If you read between the lines and see the words "bike lanes," go to the head of the class. Bike lanes, as part of a reduction in lanes from four to three (the third being a turn lane), are among the options under consideration. The city, after all, has a $1.4 million federally funded Congestion and Mitigation Air Quality grant in part to pay for a bike network throughout the city and support other safe streets projects.

Construction of whatever option is chosen - in the portion of M.L. King from Georgia Avenue to Palmetto Street - is scheduled for the spring of 2017.

However, we see a number of problems in converting four lanes into three, essentially two lanes, for the heavy traffic heading out the east-west corridor at the end of the work day.

Among them:

* It would create a bottleneck at the corner of M.L. King and Georgia Avenue, with two lanes coming east from the Chestnut, Broad and Market Street corridors and merging into one at Georgia Avenue.

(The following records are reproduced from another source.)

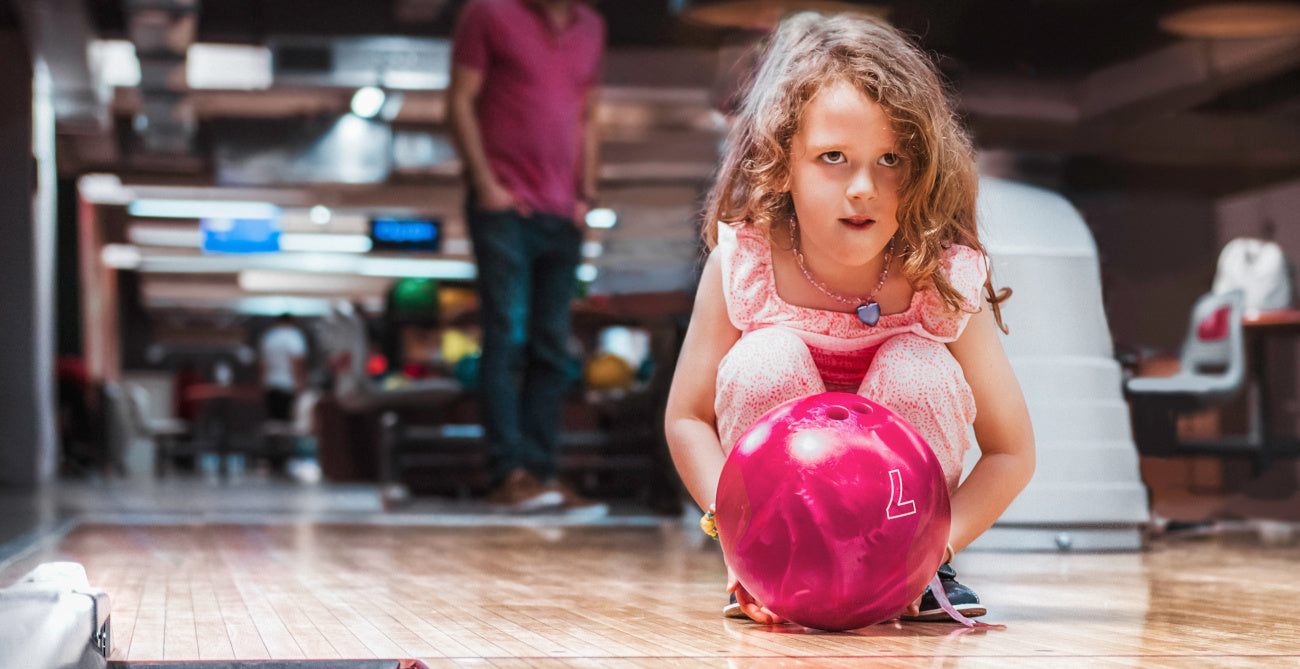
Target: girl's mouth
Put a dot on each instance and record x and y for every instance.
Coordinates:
(857, 221)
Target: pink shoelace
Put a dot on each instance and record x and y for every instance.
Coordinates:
(937, 589)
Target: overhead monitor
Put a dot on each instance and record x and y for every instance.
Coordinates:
(239, 235)
(406, 234)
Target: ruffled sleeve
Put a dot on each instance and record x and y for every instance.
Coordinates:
(745, 266)
(966, 270)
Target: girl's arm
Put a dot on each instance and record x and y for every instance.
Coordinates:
(1001, 428)
(689, 421)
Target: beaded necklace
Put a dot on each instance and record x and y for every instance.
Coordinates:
(866, 308)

* It would distribute more traffic to the residential-heavier Eighth and 10th streets, canceling the safety factor planners foresee with the changes.

* It would increase eastbound traffic on Interstate 24, which now has bumper-to-bumper traffic on a good day from about 4 p.m. to about 6:30 p.m.

* It would greatly slow drivers on north-south streets without traffic signals from getting onto M.L. King creating an especially perilous situation as cars back up the hill toward Eighth Street.

* It would make parallel parking on M.L. King next to impossible during the street's busiest hours, defeating the purpose to give the businesses along the corridor more exposure and a reason for stopping. And if it distributes drivers to other thoroughfares, isn't that defeating the same purpose?

* It would create a bike lane where bicyclers are rarely seen, despite the encouragement from past Street Smarts Safe Cycling classes at Outdoor Chattanooga for cyclers "to take possession" of the main lane of traffic.

In the spring, a presentation given to M.L. King Boulevard stakeholders offered two options for the portion of the street from Georgia Avenue to Palmetto Street. It did not indicate how traffic in the soon-to-be-renovated block between Miller Park and Miller Plaza would handle the narrowing of traffic.

One alternative offered reducing, or "right-sizing," four 10-foot lanes to three 10-foot lanes, the third being the turn lane. On either side of the traffic lanes were two 5-foot bike lanes and the parking lanes already in place. The slides accompanying the presentation did not show a replication of the hazardous, unattractive bike curbs that were erected on Broad Street last year.

"The most classic road diet" - yes, those words were used - "converts four lanes of traffic into three lanes, one in each direction, plus a left-turn lane in the middle," information on a presentation slide said. "By eliminating one full car lane, the '4-to-3' diet also leaves room for bike lanes on both sides of the street."

The other alternative involved reducing four 10-foot lanes to two 15-foot lanes and a 10-foot turn lane, plus the parking already in place. Bicycles, ostensibly, would either "take possession" of the traffic lanes or pedal along the side of the wider lanes.

The presentation also included a traffic analysis, based on the city's study of North Market Street, which already has been narrowed from two lanes in each direction to one lane plus a bike lane from Frazier Avenue to the Chattanooga High Center for Creative Arts.

The analysis indicated the M.L. King road "diet" would reduce speed 10 percent, reduce crashes 24 percent and add 73 seconds to a typical commute at the time of peak flow.

The online survey pictures a third alternative of no change in the traffic lanes but does not caption it as an option. However, the survey does allow respondents to select that option.

While we are cognizant of the increase in pedestrian traffic and some increase in bike traffic from the larger presence of the University of Tennessee at Chattanooga in the M.L. King neighborhood, and we're delighted that M.L. King Boulevard is becoming more of a retail corridor once again, we don't feel such a valuable east-west corridor should be reduced to one lane per direction (with a turn lane).

If its implementation wouldn't further clog I-24 or increase outbound traffic in nearby residential neighborhoods, we would be more sympathetic. But we believe whatever increase it might offer in safety along M.L. King would be lost in the loss on safety of additional outbound routes.

We hope others who use the corridor - no matter what their opinion is - will let the city know how they feel.